The role of SAP in liver fibrosis has not been elucidated. However, studies showed that fibrocytes participate in the progression of liver fibrosis [29••], and macrophage depletion in mice during liver injury was associated with a dramatic loss of MF-like HSCs and resulted in extensive loss of ECM components [57]. If the function of SAP is not only limited to inhibition of fibrocyte differentiation, but also extends to regulation of M1 and M2 macrophages, SAP might also affect development of liver fibrosis. Further studies are required to evaluate the role of SAP in liver fibrosis in vitro and in vivo.

Conclusions

There is emerging evidence that fibrocytes may play an important role in fibrogenesis of parenchymal organs.
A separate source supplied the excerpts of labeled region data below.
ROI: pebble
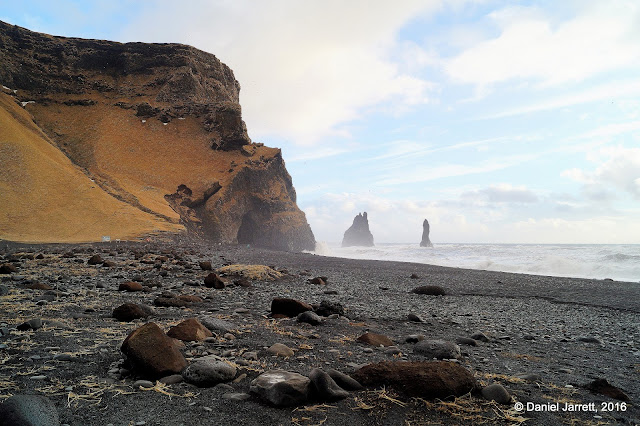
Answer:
[133,380,153,388]
[222,392,251,401]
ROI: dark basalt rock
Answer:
[420,219,433,247]
[342,212,373,247]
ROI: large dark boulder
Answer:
[342,212,373,247]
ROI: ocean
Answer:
[314,242,640,283]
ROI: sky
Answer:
[0,0,640,244]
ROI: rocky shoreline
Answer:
[0,241,640,425]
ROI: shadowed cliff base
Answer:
[0,22,315,251]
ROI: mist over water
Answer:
[314,242,640,282]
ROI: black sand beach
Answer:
[0,242,640,425]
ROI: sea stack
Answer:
[420,219,433,247]
[342,212,373,247]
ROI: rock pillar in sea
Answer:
[420,219,433,247]
[342,212,373,247]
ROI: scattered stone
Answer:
[352,361,476,399]
[413,340,462,359]
[267,343,294,357]
[167,318,213,342]
[481,383,511,404]
[218,264,284,281]
[0,395,60,426]
[516,373,542,383]
[16,318,42,331]
[327,369,364,391]
[198,261,213,271]
[120,322,187,379]
[411,285,446,296]
[111,303,151,322]
[0,263,18,274]
[309,368,349,401]
[25,282,53,290]
[53,354,75,361]
[118,281,142,291]
[182,355,236,387]
[356,333,393,346]
[313,302,344,317]
[153,297,191,308]
[200,317,236,333]
[297,311,322,325]
[585,379,631,401]
[404,334,426,343]
[456,337,478,346]
[204,272,225,290]
[133,380,153,389]
[222,392,251,401]
[159,374,184,385]
[249,370,311,407]
[271,297,313,318]
[469,331,489,343]
[577,336,602,345]
[407,314,424,322]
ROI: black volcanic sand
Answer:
[0,242,640,426]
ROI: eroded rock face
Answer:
[0,22,315,251]
[420,219,433,247]
[342,212,373,247]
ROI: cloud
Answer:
[461,183,538,204]
[123,0,441,144]
[444,0,640,87]
[562,147,640,200]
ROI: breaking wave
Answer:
[313,242,640,282]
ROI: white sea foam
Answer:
[314,242,640,282]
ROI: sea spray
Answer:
[313,241,640,282]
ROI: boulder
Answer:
[411,285,446,296]
[481,383,511,404]
[87,254,103,265]
[352,361,476,399]
[356,333,393,346]
[111,303,152,322]
[420,219,433,247]
[413,340,462,359]
[0,263,18,274]
[120,322,187,379]
[200,317,236,333]
[585,379,631,401]
[249,370,311,407]
[296,311,322,325]
[309,368,349,401]
[327,368,364,391]
[204,272,225,290]
[0,395,60,426]
[167,318,213,342]
[118,281,142,291]
[182,356,236,387]
[313,300,344,317]
[267,343,294,358]
[342,212,374,247]
[198,261,213,271]
[271,297,313,318]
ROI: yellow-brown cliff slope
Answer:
[0,22,315,250]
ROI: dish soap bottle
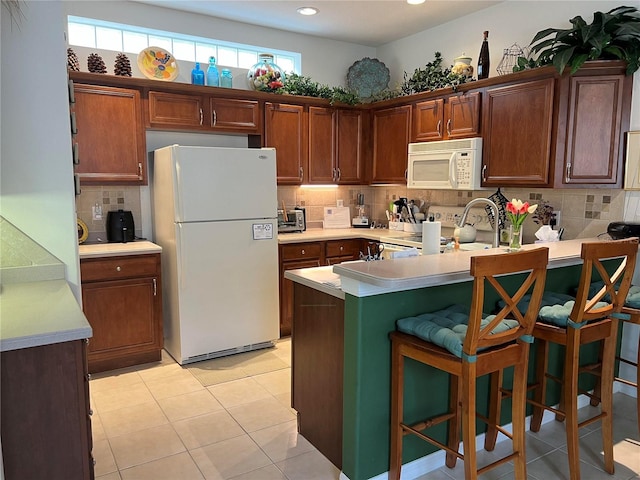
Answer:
[478,30,489,80]
[191,62,204,85]
[207,56,220,87]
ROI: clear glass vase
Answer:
[509,225,522,252]
[247,53,285,92]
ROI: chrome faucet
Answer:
[457,198,500,248]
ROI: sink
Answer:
[460,242,493,252]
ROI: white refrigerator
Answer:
[150,145,280,365]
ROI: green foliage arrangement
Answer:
[513,6,640,75]
[400,52,471,95]
[276,72,360,105]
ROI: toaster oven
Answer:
[278,208,307,233]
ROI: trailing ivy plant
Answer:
[276,72,360,105]
[513,6,640,75]
[400,52,471,95]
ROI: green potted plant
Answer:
[513,6,640,75]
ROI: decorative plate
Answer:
[138,47,179,82]
[76,218,89,243]
[347,57,391,98]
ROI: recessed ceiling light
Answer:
[296,7,318,15]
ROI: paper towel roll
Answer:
[422,222,442,255]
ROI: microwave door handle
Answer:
[449,152,458,188]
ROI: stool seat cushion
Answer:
[589,282,640,308]
[396,305,518,358]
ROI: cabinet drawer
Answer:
[326,240,360,257]
[80,255,159,282]
[281,242,322,260]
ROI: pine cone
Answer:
[87,53,107,73]
[113,53,131,77]
[67,48,80,72]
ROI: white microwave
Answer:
[407,137,482,190]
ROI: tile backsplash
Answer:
[76,185,628,242]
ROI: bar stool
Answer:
[498,238,638,480]
[389,248,549,480]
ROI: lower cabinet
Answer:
[0,340,94,480]
[80,254,163,373]
[278,238,362,336]
[291,282,344,469]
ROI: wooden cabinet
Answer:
[372,105,411,184]
[0,340,94,480]
[324,239,366,265]
[411,92,480,142]
[80,254,163,373]
[482,61,633,188]
[264,102,308,185]
[278,242,324,336]
[308,107,364,184]
[72,84,147,185]
[554,69,632,188]
[148,91,262,134]
[291,283,344,469]
[482,75,555,187]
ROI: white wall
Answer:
[64,1,376,86]
[0,0,80,300]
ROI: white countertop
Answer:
[79,240,162,259]
[333,238,597,297]
[0,279,93,352]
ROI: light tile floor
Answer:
[90,339,640,480]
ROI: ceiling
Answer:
[135,0,502,47]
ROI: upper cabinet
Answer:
[482,76,555,187]
[308,106,365,184]
[554,66,632,188]
[372,105,411,183]
[411,92,480,142]
[148,90,262,134]
[482,61,633,188]
[264,102,308,185]
[74,83,147,185]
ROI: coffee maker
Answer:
[351,193,369,228]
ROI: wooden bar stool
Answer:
[389,248,549,480]
[516,238,638,480]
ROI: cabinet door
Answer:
[372,105,411,184]
[412,98,444,142]
[209,98,262,134]
[82,278,162,373]
[74,84,147,185]
[148,91,205,130]
[264,102,308,185]
[556,75,631,188]
[482,77,554,186]
[308,107,337,184]
[444,92,480,138]
[336,109,364,184]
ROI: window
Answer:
[67,15,302,74]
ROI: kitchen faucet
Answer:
[457,198,500,248]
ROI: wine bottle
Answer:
[478,31,489,80]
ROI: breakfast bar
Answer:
[285,239,597,480]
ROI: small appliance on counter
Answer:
[351,193,369,228]
[107,210,136,243]
[607,222,640,240]
[278,207,307,233]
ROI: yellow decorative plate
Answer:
[76,218,89,243]
[138,47,179,82]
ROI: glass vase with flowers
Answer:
[507,198,538,252]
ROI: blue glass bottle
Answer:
[220,68,233,88]
[191,62,204,85]
[207,56,220,87]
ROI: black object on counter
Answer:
[107,210,135,243]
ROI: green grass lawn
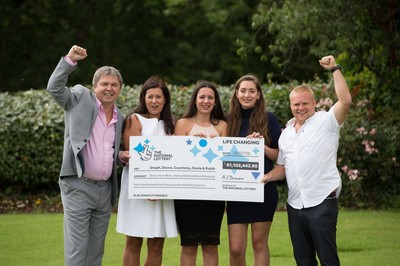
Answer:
[0,210,400,266]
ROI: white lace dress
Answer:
[117,114,178,238]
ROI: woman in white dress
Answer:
[117,76,178,266]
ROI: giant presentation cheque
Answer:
[129,136,264,202]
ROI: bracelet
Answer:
[330,65,342,73]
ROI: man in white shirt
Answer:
[262,56,351,266]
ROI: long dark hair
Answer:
[182,80,225,125]
[123,76,174,135]
[228,74,271,145]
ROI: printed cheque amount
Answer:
[222,161,259,170]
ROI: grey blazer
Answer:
[47,58,124,206]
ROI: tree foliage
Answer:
[0,0,268,91]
Fibrocytes were implicated in pathogenesis of liver fibrosis, while fibrocytes recruited to spleen after acute liver injury or infection participate in immediate innate immune defense and in situ regulate inflammatory responses. Both TGF-β1 and LPS play a critical role in liver fibrogenesis, and these factors also appear to trigger fibrocyte recruitment to the injured liver, and promote their differentiation into collagen Type I-producing MFs. Fibrocytes may become a novel target for anti-fibrotic therapy. If proven that hSAP can inhibit fibrocyte recruitment to fibrotic liver and attenuate liver fibrosis, it may serve as a drug of choice for anti-fibrotic therapy. Well-designed clinical trials are needed to confirm and validate for the finding that fibrocytes would be a possible clinical biomarker and potential therapeutic target for fibrotic disease.